Take z = y+d and rewrite x^2 = z^2 - y^2 as a set of first degree equations derived below.

z^2 - y^2 = (z + y)(z - y)
z^2 - y^2 = (y+d + y)(y + d - y)
z^2 - y^2 = d*(2*y + d)
x^2 + y^2 = z^2 therefore x^2 = d*(2*y + d)

In order for x to be a natural number, d*(2*y+d) must be a perfect square. So only the d's and y's that make d*(2*y+d) a perfect square are the desired solutions. Since d can be any integer for example let d=1. By substitution, (2*y+1) must be a perfect square. Obviously all possible integral values of y will not make (2*y+1) a perfect square but some will. The smallest that will is 4 and the next is 12. The list is infinite. But what if d is not 1? You could go through the same steps and find y's that made d*(2*y+d) a perfect square but to simplify the process , if I let y = n*d for a natural number n, then I eliminate all of the y's that cannot make d*(2*y+d) a perfect square because of d not being a factor of y.

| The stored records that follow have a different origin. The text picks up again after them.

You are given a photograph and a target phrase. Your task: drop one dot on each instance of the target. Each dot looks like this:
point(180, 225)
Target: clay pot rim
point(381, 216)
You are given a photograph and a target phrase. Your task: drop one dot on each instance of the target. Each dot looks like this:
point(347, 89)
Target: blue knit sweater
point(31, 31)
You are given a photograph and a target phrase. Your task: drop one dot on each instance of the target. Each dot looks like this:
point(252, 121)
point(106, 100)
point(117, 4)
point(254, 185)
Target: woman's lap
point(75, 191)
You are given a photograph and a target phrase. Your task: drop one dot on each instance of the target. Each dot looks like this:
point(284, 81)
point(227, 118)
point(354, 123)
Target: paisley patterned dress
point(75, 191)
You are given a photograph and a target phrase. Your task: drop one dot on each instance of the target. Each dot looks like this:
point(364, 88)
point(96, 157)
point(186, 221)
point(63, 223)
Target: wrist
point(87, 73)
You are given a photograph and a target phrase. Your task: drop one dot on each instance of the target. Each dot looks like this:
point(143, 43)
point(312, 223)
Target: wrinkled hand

Then by substitution , x^2 = d*( 2*n*d + d) = d^2*(2*n + 1) and therefore (2*n + 1) must be a perfect square. The reason (2*n+1) must be a perfect square is this: If the prime factors of d are (p1,p2,…pn) the the prime factors of d^2 are (p1,p2,…pn)*(p1,p2,…pn) or (p1*p1,p2*p2…pn*pn) therefore ,even if (2*n+1) has some of the same prime factors as d, it must have products of primes also to make the product d^2*(2*n + 1) have paired products of prime factors. Therefore only permit the values of (2*n+1) that are perfect squares by leting 2*n + 1 = L^2 for some natural number L. (2*n + 1) is always odd; however by substitution x^2 = d^2 * L^2 and the positive solution for x is d*L so, if d is even, L may be even and still satisfy the same conditions. Therefore x=d*L for d and L both even or for any d with only odd L's.

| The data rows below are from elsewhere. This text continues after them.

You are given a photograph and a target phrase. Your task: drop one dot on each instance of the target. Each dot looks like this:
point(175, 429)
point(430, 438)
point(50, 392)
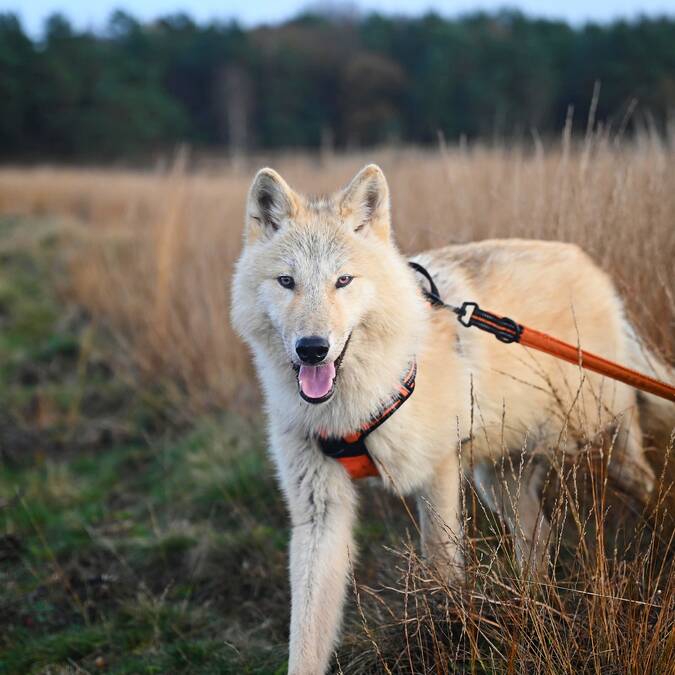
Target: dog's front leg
point(322, 505)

Initially I let y = n*d and since 2*n+1 = L^2 then by sbstitution y = d(L^2 - 1)/2
Since z=y+d then by substitution z = d*(L^2 + 1)/2 + d or z = d*(L^2 + 1)/2
If you do not stipulate the odd or even conditions of L and d , then some solutions will be false, but all of the true solutions will be in the set of integers defined by :

x = L*d
y = d*(L^2 - 1)/2
z = d*(L^2 + 1)/2

Check : Does (L*d)^2 + [ d(L^2 - 1)/2]^2 = [d(L^2 + 1)/2]^2 ? It does. I will not show it here as it is a simple proof.

Since I have only excluded the values of x,y and z that will not permit x^2 = z^2 - y^2 to have integral solutions, I can state the following as a theorem.

THEOREM J : For the set of natural numbers n and L the only solutions of x^2 = z^2 - y^2 are contained in the set described by

x = L*d
y = d*(L^2 - 1)/2
z = d*(L^2 + 1)/2
Where d and L are natural numbers.

If you have a spread sheet, you can easily construct a table that cranks out a few x,y,z's that satisy x^2= z^2 - y^2 before your computer runs out of snuff. Hint : make "n" an absolute single cell and make "L" a column of odd integers or for only even n's make "L" a column of all integers. Also make a column of x^2 + y^2 next to the z^2column as a check that they are equal.

        If I haven't messed up somewhere , then Theorem J gives you some power to prove that if n is any even natural number greater that 2 then there are no solutions to x^n= z^n - y^n.

HYP H: There is no natural numbers x,y,z such that x^4 + y^4 = z^4 is true.
Proof: Assume that HYP H is false , then by Theorem J, the following three equations should define all possible integer solutions.

x = [L*d]^2
y = [d*(L^2 -1)/2]^2
z = [d*(L^2 + 1)/2]^2

If you make the sbstitutions and solve, then you get L=0 and L=1 as solutions. Therefore no non-trivial solutions are possible for x^4+ y^4 = z^4.

If I replace n in x^n= z^n- y^n with 2^n then the same proof would apply.
What about the case for n=6? By Theroem J

x = [L*d]^3
y = [d*(L^2 - 1)/2]^3
z = [d*(L^2 + 1)/2]^3

would have to define all possible solutions. Make the substitutions and see that there are no nontrivial solutions.


The End (for now)